The Metropolitan Council plans to use the building as a maintenance shed for train cars for the line linking St. Paul and Minneapolis.
Council members agreed to revisit the proposal in two weeks. In the meantime, they plan to come up with alternative ideas.
St. Paul Mayor Chris Coleman supports the plan.
But city council member Dave Thune opposes it, saying that putting the maintenance facility in a vacant factory building would hurt retail and housing development in the neighborhood.
Thune said he's hopeful the city can come up with a better alternative.
"If there is a possibility to do something that does no harm to the community down here and still keeps light rail on track then I think they will see that as well and we are all going to win," Thune said.

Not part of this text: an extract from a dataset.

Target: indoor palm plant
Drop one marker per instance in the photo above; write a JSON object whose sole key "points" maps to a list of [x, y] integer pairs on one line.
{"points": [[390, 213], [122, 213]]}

Thune said Lowertown is expecting millions of dollars in development over the next few years that could benefit the entire city. He says development potential needs to be factored into any plan.
"You can save $3 million now, but when you are looking at potentially a billion dollars in development, that would be a foolish thing to pass up," he said.
The city council is expected to vote on the plan in two weeks. The Met Council has said if the council blocks the plan, it could delay the Central Corridor project and threaten its federal funding.